Both of Boston’s wins came in overtime, and the Celtics, thanks to a Gerald Henderson steal in Game 2, were fortunate the Lakers didn’t grab a 3-0 series lead. Boston regrouped, and Larry Bird admitted he needed to change things up against the intense defensive pressure applied by Lakers guard Michael Cooper.

Larry Bird riled up his Boston Celtics teammates after a Game 3 embarrassment

The Lakers immediately took control of the 1984 NBA Finals by stealing homecourt advantage from the Celtics in Game 1. Led by Kareem Abdul-Jabbar’s 32 points, the visiting Lakers pulled out a 115-109 victory in Game 1. They nearly did the same in Game 2.

LA held a two-point lead and had possession of the ball with 18 seconds left in the second game of the series. Lakers forward James Worthy lofted a cross-court pass intended for Byron Scott that was intercepted by Henderson. Henderson drove in for the game-tying layup with 13 seconds remaining. The Lakers failed to get off a shot the rest of regulation, and Boston escaped with a 124-121 overtime win.
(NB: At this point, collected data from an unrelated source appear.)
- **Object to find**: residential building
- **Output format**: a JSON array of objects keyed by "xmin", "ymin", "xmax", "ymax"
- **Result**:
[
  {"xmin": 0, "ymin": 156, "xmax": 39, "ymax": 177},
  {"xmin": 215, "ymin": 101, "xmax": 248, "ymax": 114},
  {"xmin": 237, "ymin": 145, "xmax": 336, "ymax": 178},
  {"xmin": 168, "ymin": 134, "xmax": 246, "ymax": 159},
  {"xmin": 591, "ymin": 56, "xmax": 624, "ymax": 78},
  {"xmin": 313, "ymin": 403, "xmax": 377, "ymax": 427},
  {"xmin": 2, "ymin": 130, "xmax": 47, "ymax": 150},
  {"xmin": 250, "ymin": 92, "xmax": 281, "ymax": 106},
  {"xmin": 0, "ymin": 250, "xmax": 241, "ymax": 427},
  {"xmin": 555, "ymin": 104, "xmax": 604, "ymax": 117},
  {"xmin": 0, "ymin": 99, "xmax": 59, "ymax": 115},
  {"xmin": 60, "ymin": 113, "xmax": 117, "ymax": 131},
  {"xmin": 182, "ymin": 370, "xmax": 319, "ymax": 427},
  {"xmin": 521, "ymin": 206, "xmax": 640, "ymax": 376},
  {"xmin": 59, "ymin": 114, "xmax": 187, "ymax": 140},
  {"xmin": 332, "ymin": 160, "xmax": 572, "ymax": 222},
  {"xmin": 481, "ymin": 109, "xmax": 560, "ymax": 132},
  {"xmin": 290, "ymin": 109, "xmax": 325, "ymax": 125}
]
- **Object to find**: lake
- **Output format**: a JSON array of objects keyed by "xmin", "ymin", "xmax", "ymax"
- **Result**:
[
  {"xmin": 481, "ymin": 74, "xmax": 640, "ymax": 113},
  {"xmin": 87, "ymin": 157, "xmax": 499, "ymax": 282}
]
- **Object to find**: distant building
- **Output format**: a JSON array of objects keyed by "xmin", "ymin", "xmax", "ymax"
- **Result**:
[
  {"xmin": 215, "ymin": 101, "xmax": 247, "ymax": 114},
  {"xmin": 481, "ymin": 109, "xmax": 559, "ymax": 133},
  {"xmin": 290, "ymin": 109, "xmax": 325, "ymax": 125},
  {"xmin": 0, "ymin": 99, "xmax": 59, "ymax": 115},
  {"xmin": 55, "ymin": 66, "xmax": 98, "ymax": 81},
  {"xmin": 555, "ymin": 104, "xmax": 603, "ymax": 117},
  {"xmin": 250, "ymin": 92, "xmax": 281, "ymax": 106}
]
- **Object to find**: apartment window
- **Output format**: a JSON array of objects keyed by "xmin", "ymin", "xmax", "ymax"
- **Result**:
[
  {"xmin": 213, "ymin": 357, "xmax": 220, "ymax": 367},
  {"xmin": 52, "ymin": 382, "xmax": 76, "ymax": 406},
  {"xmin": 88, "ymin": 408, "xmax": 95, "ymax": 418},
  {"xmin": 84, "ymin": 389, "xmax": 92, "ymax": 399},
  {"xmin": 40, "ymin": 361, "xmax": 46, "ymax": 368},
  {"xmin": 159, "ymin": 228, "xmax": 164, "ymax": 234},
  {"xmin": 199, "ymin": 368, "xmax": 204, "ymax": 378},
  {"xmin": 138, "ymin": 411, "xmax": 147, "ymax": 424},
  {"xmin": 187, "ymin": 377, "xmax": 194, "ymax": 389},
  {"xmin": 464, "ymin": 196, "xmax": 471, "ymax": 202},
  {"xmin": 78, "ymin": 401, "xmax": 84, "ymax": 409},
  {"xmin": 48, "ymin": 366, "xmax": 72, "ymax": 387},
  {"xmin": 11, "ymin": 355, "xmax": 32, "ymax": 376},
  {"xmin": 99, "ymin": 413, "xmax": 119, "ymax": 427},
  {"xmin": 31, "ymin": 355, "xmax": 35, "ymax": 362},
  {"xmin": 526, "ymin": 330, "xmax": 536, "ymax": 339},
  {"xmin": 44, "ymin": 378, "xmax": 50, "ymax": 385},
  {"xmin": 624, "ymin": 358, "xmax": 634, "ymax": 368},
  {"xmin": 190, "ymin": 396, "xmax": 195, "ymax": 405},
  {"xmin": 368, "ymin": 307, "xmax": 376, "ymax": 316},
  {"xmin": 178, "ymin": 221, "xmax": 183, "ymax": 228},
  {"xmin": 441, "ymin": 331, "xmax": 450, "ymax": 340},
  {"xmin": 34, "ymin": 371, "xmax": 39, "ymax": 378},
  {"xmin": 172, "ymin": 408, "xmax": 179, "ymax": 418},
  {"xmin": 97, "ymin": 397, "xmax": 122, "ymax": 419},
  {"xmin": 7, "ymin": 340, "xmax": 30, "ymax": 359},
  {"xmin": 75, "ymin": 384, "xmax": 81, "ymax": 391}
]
In Game 3 in Los Angeles, the Lakers flat-out dominated. Larry Bird was the lone Celtics starter to show up, finishing with 30 points. Nobody else had more than 10 points in an embarrassing 137-104 win. After the game, Bird blasted his teammates for their soft play.

“Until we get our heads where they belong, we’re in trouble,” Bird said, according to Jackie MacMullan’s book When The Game Was Ours. “We’re a team that plays with heart and soul, and today the heart wasn’t there. I can’t believe a team like this would let LA come out and push us around like they did. We played like sissies.”

Kevin McHale received Bird’s message loud and clear. In Game 4, with his team trailing 76-70, McHale clotheslined Kurt Rambis, who was driving in for a layup. The hard foul prompted both benches to clear and swung momentum in Boston’s favor. The Celtics went on to win in overtime and eventually claim the series in seven games.

Bird knew he had to make some changes in Game 5 against Michael Cooper

Although Bird had a strong game in that Game 3 blowout loss, he struggled with his shooting in the other three games against Cooper, a defender who Bird said was the only one who could really shut him down. In Games 1, 2, and 4, Bird went 24-for-63 from the floor. He knew he had to find a way to capitalize on his advantages over Cooper, and he knew the Celtics had to want it more than the Lakers.

“We had to come out and be tougher than the Lakers — prove to them we wanted it more,” Bird wrote in his book, Drive: The Story of My Life. “For three-and-a-half games, that wasn’t the case. We never did shoot well in that series. We wound up winning despite shooting something like 40 percent from the floor. Some people called it ‘1950s basketball.’

“We were a good rebounding team anyway. We just had to turn it up a notch. I also realized that if I was going to get the job done against Michael Cooper, I’d have to play a more physical inside game and take more advantage of my two advantages over him — size and strength.”

In Game 5, Bird made 15 of 20 shots from the floor and went for 34 points in a convincing 121-103 victory. After losing Game 6 in LA (Bird went 8-for-11 for 28 points), the Celtics sealed the deal with a 111-102 win at home in Game 7.

“What changed that series was our physical play and our offensive rebounding,” Bird wrote. “We seemed to be getting all the loose balls and all the garbage points inside. We were all making that extra effort. The series was won in the trenches.

“I took Cooper inside so much I wound up making more free throws than field goals in six of the seven games. That ordinarily doesn’t happen more than about six times during a whole 82-game regular season.”